1

I want to ask the user for the size of a 2D array arr[][], but also pass it through the function initializeArray. However, if I pass it through the function, I would have to have a size declarator for col, which doesn't allow the user to enter their own value for the size

  #include<iostream>
  using namespace std;

  void initializeArray(arr[][10], int N);

  int main() {
      int N;
      cout << "enter an array size: ";
      cin >> N;
      int arr[N][N];

      initializeArray(arr, N); // I get an error here
      for(int i = 0; i < N; i++) {
          for(int j = 0; j < N; j++)
              cout << arr[i][j] << " ";
          cout << endl;
      }
 }

  void initializeArray(int arr[][10], int N) {
      for(int i = 0; i < N; i++)
          for(int j = 0; j < N; j++)
              arr[i][j] = 0;
  }

The only solution I found was the make arr[][] a global array, but in that case, I would have to still declare the size parameters, and I want the user to enter whatever they want. Is there another way to fix this?

Mysterai
  • 19
  • 3
  • Can't be done in Standard C++ unless you use `new` to make a dynamic array of arrays or use `std::vector`. Trust me, use `std::vector`. If you are not allowed to because of assignment restrictions, write your own simple `vector`. – user4581301 May 09 '22 at 17:24
  • `int N; std::cin >> N; int arr[N][N];` is not standard C++. Use `std::vector` instead. – Jason May 09 '22 at 17:24
  • Even if this were supported, it should stand out that you try to make an array with dimensions `N, N`, and pass it to something that - you expect - can handle an array with dimensions `(anything), 10`. Of course it doesn't matter for the first dimension what N is equal to, but for the second dimension, what if it isn't equal to 10? Now, keep in mind that these kinds of type checks are performed before the program runs. – Karl Knechtel May 09 '22 at 17:26
  • `cin >> N;int arr[N][N];` -- You will be surprised that this is not valid C++. Unless you have a predetermined (compile-time) size, and your application knows about these sizes, then traditional arrays cannot be used -- it's as simple as that. You have to use some other means, such as `std::vector`, or less-advised `new[] / delete[]` (preferably wrapped in your own home-made vector class, as already suggested). – PaulMcKenzie May 09 '22 at 17:29
  • [Here is a simple `vector`-based approach](https://stackoverflow.com/a/2076668/4581301). And [here's how to do it with `new`](https://isocpp.org/wiki/faq/operator-overloading#matrix-subscript-op). Much more complicated. – user4581301 May 09 '22 at 17:30
  • Good to read: [Why aren't variable-length arrays part of the C++ standard?](https://stackoverflow.com/questions/1887097/why-arent-variable-length-arrays-part-of-the-c-standard) – Ted Lyngmo May 09 '22 at 17:42

2 Answers2

1

There are two problems with your approach.

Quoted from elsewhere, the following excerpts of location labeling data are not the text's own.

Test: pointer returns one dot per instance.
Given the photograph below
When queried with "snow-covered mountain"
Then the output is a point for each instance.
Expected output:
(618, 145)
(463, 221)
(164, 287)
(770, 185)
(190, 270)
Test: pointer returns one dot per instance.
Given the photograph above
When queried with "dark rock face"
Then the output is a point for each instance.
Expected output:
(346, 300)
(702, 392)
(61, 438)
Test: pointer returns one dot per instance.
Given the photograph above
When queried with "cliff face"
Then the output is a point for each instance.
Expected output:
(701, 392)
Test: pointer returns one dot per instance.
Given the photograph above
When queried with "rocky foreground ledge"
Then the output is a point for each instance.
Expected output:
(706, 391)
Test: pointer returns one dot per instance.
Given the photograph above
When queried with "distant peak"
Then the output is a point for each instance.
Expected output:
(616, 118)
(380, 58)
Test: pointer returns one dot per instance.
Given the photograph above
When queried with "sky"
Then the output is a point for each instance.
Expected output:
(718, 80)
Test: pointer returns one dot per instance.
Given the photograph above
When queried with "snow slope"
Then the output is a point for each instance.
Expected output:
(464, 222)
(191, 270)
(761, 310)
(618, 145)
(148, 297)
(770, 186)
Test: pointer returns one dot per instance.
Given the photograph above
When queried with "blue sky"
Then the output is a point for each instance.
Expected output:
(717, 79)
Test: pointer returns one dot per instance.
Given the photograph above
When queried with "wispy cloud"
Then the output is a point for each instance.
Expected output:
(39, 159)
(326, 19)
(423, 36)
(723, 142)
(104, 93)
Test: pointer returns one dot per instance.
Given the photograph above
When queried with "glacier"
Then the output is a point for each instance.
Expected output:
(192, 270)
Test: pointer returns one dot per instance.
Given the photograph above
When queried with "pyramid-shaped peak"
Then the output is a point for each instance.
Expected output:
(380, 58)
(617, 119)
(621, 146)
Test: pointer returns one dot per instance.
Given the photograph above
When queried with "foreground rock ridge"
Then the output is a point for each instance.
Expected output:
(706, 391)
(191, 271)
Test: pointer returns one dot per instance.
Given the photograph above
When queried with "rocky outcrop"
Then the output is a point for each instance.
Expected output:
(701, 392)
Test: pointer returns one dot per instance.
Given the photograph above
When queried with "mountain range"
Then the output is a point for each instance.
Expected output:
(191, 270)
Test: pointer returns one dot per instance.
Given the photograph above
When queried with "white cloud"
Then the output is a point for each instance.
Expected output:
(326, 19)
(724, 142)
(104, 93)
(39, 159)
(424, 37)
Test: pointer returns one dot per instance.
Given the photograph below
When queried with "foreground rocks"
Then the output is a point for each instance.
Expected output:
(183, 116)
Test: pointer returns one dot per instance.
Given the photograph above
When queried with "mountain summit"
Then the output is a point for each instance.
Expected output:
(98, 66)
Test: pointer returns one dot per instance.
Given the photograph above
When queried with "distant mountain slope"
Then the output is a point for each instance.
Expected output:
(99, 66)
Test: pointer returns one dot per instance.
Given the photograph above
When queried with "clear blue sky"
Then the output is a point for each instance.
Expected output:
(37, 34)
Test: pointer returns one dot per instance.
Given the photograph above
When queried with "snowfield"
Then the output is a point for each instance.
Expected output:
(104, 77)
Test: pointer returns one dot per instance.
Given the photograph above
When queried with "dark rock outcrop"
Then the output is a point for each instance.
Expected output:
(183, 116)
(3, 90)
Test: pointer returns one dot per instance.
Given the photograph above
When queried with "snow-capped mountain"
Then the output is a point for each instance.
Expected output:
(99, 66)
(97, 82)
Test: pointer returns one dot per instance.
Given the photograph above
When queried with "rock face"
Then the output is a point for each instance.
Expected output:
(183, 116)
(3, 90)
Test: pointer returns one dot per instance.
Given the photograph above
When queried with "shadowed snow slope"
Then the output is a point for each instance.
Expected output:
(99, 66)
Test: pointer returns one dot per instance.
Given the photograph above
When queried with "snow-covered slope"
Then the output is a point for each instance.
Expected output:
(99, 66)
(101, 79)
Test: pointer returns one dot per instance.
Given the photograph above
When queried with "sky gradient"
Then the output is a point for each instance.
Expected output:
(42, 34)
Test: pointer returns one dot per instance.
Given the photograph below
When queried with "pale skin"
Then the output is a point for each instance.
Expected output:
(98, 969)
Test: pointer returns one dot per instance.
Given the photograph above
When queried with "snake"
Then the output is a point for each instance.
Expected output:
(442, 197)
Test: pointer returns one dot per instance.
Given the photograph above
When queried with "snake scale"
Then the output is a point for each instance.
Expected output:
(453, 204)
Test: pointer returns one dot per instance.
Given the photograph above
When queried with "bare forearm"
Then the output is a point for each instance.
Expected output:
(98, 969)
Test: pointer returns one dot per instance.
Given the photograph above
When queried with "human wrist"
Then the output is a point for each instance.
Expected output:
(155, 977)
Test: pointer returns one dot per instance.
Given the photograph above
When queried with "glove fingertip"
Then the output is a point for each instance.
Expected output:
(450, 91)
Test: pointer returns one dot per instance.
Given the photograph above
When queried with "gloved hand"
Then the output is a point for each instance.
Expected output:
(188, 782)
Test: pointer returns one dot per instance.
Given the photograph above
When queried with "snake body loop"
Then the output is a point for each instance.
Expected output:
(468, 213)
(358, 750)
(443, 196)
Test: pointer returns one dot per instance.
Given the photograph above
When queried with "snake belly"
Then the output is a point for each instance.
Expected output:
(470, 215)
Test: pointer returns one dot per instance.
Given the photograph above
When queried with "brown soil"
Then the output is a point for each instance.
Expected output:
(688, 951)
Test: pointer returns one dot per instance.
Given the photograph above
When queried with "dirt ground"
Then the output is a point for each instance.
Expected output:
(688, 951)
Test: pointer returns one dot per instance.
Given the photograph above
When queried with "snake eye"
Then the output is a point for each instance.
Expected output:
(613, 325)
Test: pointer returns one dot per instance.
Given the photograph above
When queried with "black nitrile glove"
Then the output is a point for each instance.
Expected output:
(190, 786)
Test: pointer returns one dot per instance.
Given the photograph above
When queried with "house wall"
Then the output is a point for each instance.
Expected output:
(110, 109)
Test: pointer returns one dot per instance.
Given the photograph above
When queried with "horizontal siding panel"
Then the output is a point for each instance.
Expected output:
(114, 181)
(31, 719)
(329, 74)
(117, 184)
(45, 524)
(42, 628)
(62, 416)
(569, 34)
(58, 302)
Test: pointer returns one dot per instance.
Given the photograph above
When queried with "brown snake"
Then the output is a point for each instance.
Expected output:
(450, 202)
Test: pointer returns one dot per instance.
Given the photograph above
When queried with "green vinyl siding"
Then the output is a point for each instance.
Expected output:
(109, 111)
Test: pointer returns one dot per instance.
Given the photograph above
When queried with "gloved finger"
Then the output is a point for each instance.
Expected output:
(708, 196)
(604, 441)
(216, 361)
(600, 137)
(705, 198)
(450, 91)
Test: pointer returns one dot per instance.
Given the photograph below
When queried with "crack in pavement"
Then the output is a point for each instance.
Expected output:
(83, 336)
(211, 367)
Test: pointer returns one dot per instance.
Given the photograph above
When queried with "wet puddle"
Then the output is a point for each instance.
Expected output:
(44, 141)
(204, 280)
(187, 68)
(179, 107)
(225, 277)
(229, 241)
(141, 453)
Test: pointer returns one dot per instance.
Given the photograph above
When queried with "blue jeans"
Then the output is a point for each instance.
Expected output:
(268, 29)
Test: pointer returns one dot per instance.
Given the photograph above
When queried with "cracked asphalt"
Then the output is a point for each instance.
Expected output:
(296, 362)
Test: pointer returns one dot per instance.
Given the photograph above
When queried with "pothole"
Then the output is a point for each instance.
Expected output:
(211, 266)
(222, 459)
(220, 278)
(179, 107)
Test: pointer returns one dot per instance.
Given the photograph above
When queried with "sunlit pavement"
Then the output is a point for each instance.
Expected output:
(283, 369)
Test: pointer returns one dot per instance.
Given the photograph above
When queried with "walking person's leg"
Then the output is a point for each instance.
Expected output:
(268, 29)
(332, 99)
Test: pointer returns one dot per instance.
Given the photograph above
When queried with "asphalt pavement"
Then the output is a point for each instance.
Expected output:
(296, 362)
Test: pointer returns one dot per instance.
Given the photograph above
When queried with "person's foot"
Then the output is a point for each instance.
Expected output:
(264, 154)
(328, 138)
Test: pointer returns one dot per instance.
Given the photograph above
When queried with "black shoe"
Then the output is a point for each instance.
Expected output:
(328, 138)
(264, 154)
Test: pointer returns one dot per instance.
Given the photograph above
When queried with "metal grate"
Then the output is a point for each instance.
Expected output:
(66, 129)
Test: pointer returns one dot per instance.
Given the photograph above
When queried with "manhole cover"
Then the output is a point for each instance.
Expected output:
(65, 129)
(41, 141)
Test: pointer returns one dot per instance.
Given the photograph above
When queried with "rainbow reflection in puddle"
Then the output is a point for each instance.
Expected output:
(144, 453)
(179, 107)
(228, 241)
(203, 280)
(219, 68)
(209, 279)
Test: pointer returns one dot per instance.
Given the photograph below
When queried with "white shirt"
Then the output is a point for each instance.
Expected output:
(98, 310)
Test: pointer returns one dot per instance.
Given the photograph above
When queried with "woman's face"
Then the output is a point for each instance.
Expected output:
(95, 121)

First, in Standard C++ the size of an array must be a compile-time constant. So the following is not standard C++ in your example:

int N;
cout << "enter an array size: ";
cin >> N;
int arr[N][N];//not standard C++ because N is not a constant expression

Second, the parameter arr of function initializeArray is actually a pointer to an array of size 10 with elements of type int i.e., int (*)[10].

This means that N(of the array that you're passing in the call initializeArray(arr, N)) must be 10.

initializeArray(arr, N); //this only works for N = 10,assuming int arr[N][N] works say if N were a constant expression

Better would be to use a std::vector as shown below:

 int N; 
 std::cin >> N;
//-------------------------------------------------------v---->pass the value that you want the elements to have
 std::vector<std::vector<int>> arr(N, std::vector<int>(N,0));//create a 2D std::vector
 for(const auto& row:arr) {
      for(const auto& col:row)
          std::cout << col << " ";
      std::cout << std::endl;
 }

Demo

Jason
  • 36,170
  • 5
  • 26
  • 60
1

You declared a variable length array

  int N;
  cout << "enter an array size: ";
  cin >> N;
  int arr[N][N];
  //...

Variable length arrays are not a standard C++ feature.

However some compilers have their own language extensions that allow to define variable length arrays,

In this case the function should be declared at least like

 void initializeArray( int n, arr[][n] );

In C++ you should use vectors instead of variable length arrays as for example

std::vector<std::vector<int>> arr( N, std::vector<int>( N ) );

In this case all elements of the type int will be zero initialized. So you will not need to call the function to initialize elements of the type int of the vectors to zero. And your program can look the following way

#include <iostream>
#include <vector>

int main() 
{
    size_t n;
  
    std::cout << "enter the array size: ";
    std::cin >> n;

    std::vector<std::vector<int>> arr( n, std::vector<int>( n ) );

    for ( const auto &row : arr ) 
    {
        for ( const auto &item : row )
        {
            std::cout << item << ' ';
        }
        std::cout << '\n';
    }
}
Vlad from Moscow
  • 301,070
  • 26
  • 186
  • 335